Relationships between inflammation and innate immunity in cancer are widely accepted today; however, the precise cell mechanisms mediating these relationships have not yet been elucidated. Interleukin (IL)-17 is a proinflammatory cytokine that has been reported to induce inflammation in patients with autoimmune diseases. Myeloid-derived suppressor cells (MDSC) may contribute to the negative regulation of immune responses during cancer and inflammation. Vascular endothelial growth factor (VEGF) is reported to have multiple biological actions including increasing vascular permeability, neovascularization, and possible inhibition of immune function in malignant diseases.
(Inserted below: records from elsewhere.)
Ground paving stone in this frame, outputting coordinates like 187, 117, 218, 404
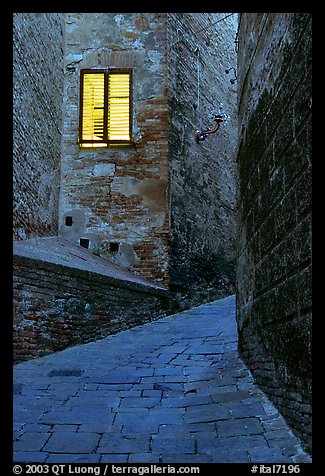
152, 434, 195, 454
99, 453, 129, 464
40, 408, 114, 425
13, 450, 48, 463
120, 397, 160, 408
248, 448, 292, 463
14, 431, 50, 452
185, 404, 230, 423
161, 453, 213, 464
216, 418, 263, 436
43, 431, 100, 454
46, 453, 100, 464
96, 434, 149, 454
13, 296, 311, 464
128, 453, 160, 464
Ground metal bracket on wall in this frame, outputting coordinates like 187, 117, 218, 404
194, 114, 223, 143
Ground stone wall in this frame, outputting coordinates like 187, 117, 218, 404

This study investigated the status of systemic inflammation and immune suppression associated with IL-17 and VEGF in patients with breast cancer. IL-17 production and the serum levels of VEGF were also increased in advanced stages of the disease. The production of IL-12, which induces Th1 cells, and the stimulation index (SI), which is a marker of cell-mediated immune function, were both shown to decrease along with disease advancement. Also, the production of IL-17 and the VEGF levels were both positively correlated with the levels of MDSC, the neutrophil-to-lymphocyte ratio (NLR), and C-reactive protein (CRP), and were inversely correlated with IL-12 production and the SI. Nutritional markers, including prealbumin (PA), transferrin (TF), and retinol-binding protein (RBP), were also shown to be significantly lower in patients with high production of IL-17 or high levels of VEGF. These data clearly showed that IL-17 and VEGF, whose levels correlated with each other and with those of MDSC, were significantly associated with disease advancement, systemic inflammation, suppression of cell-mediated immunity including Th1 induction, and malnutrition.